-
When I call my rman scripts from a UNIX shell script which invokes RMAN, I connect to the target database using the following code:
connect target user/password
Are there any ideas of how I can do this without hard coding the password?
Michael Auer
Oracle DBA/Developer
Oracle8i OCP
-
change file permission to 400, so people outside dba group could not read your file.
-
-
You could enable OS authentication. Then, you would only have to:
connect target /
Jeff Hunter
-
Hi
setting file permission may not help . Anybody can do a ps -ef | grep rman to find the connection string. Setting os authentication seems to work fine . I usually put the passwords and other options in a config file and protect that file . within the shell script i read the config file and cut the necessary options for constructing the command line.
HTH
Santosh
-
You can also use a Unix user/password file (note: not Oracle's password authentication for remote logins)

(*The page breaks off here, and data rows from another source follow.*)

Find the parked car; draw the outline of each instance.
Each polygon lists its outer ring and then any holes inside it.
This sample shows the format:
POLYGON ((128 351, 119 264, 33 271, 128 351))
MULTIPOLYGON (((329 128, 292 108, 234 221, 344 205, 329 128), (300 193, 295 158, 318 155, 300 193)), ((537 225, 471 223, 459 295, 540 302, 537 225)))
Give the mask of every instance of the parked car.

It is still hard coded, but you can have just one file for every user/pw for each database or server. I reference this file for many purposes. It also hides the password from the Unix ps command.
From my Korne shell script:
ORAPSWD_FILE=/fullpath/${ORACLE_SID}/scripts/pwsystem.txt
ORAPSWD_IN=`cat ${ORAPSWD_FILE}`
[...]
$ORACLE_HOME/bin/imp file=expdat.dmp log=imp.log << EOT
${ORAPSWD_IN}
EOT
Obviously i use this for exp/imp, but i imagine you can use it for RMAN. The read/write permissions for pwsystem.txt should be restricted as indicated by dragon99.
hth, D.
-
Hi
An example script for an incremental backup
DATE=`date +%D`
PWD=/home/admin/dba/oracle/rman_scripts
CONFIG=$PWD/config.rman
LOG=$PWD/log
do_backup()
{
TARGET_INSTANCE=$1
TARGET_INTERNAL_PASS=$2
RMAN_USER=$3
RMAN_PASS=$4
RMAN_REPO=$5
TODAY=`date +%a`
case $TODAY in
'Mon')
LEVEL=0
;;
'Tue'|'Wed'|'Fri')
LEVEL=2
;;
'Thu')
LEVEL=1
;;
default)
;;
esac
echo "The current backup level is $LEVEL"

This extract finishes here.